The newly minted myRA from the Treasury Department provides a beginner IRA account for those who are unsure about the investment process. It’s a Roth IRA with only 1 investment option available.
Contributions are invested in short-term Treasury securities, identical to the Government Securities Fund, or G Fund, available to federal employees. The fund earned 2.04% in 2015, the Treasury Department reports.
“It’s very low risk. It’s a better rate than a CD but with the same level of security,” says Hopkins.
The accounts are set up online through MyRA.gov. Savers “make contributions through payroll at work, through a checking account or with their tax refund,” Hopkins says.
After 30 years have passed, or the account reaches $15,000, the money in the account will be transferred to a private sector Roth IRA. The great thing about the myRA is that there are no fees. With no risk to your account and no fees, the balance will only go up.
Investors need a few pieces of basic information to open an IRA. Most of the info is run-of-the-mill personal data: Social Security number, address, phone number, employer and the employer’s address. For brokerage accounts, the application will ask for some related financial information such as income, net worth and investment time frame and goals.
And that’s not all! To complete the IRA opening process, come prepared with your beneficiary information. No matter your age or the fact that your $20 initial contribution represents your life savings, fill out the beneficiary form.

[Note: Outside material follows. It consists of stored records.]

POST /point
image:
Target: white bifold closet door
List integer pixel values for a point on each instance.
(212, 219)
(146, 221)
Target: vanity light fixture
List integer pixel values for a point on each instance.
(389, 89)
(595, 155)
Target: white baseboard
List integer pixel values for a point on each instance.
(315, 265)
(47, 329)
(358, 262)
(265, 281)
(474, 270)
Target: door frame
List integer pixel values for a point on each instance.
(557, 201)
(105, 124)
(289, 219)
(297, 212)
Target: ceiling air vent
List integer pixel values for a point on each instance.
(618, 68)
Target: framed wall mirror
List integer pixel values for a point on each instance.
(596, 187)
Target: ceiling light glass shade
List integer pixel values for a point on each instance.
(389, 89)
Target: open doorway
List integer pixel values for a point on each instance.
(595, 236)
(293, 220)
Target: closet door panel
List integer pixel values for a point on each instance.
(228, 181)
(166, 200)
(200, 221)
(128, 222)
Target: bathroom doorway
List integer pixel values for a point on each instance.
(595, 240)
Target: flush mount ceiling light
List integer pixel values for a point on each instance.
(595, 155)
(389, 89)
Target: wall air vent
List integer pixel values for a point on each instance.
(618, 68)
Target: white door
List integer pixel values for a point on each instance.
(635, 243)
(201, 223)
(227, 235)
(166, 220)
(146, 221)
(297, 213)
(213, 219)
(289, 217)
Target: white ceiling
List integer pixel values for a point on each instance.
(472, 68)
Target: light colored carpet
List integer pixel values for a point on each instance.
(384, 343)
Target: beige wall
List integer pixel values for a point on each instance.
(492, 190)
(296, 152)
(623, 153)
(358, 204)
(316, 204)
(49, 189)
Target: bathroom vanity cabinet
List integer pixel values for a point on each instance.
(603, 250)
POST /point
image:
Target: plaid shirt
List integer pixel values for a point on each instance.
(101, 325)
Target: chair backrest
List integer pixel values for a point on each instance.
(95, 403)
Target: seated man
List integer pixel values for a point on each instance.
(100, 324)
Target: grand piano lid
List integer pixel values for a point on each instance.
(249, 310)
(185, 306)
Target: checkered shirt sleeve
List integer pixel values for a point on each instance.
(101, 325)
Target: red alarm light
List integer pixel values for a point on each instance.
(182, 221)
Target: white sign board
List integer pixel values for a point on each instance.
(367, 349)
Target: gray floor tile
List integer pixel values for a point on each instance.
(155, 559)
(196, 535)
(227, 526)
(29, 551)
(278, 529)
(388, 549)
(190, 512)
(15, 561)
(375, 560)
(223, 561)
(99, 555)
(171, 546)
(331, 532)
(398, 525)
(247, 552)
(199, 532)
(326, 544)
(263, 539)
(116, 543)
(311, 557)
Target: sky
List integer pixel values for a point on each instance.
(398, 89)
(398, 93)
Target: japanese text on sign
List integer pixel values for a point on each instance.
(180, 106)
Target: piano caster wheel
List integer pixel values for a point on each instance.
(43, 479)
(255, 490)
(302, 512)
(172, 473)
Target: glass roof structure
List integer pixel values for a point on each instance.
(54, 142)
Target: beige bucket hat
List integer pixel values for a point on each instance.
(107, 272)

You need your beneficiaries’ names, birthdates and Social Security numbers.
Even with a will in place, investors should fill out the beneficiary form. That way, the account will not go through the probate process and your heirs will have the option of stretching distributions over their lifetimes.
There are 2 basic types of IRAs: the Roth and the traditional. It may be difficult to determine which will be more beneficial to you in the long run. For those on the fence, says Hopkins, “it’s a good idea to set up 2 at the same time and put half of the contribution into a traditional and half into a Roth.”
That gives you some flexibility when it comes time to take out the money.
A Roth IRA allows savers to access their contributions at any time. Conversely, early withdrawals from a traditional IRA will be taxed and penalized. For investors who know they prefer a Roth IRA, it does offer advantages — particularly for young people.
“With the traditional IRA, you get a deduction. Someone just starting out won’t be paying a lot in taxes, so the deduction isn’t that great. For a beginner saver, the Roth is better,” Hopkins says.
So where should you open an IRA — a bank, broker or fund company? Try one out to see if it’s a good fit. Luckily, transferring funds between institutions is as simple as filling out a form. If one place doesn’t work out, there is bound to be another that does.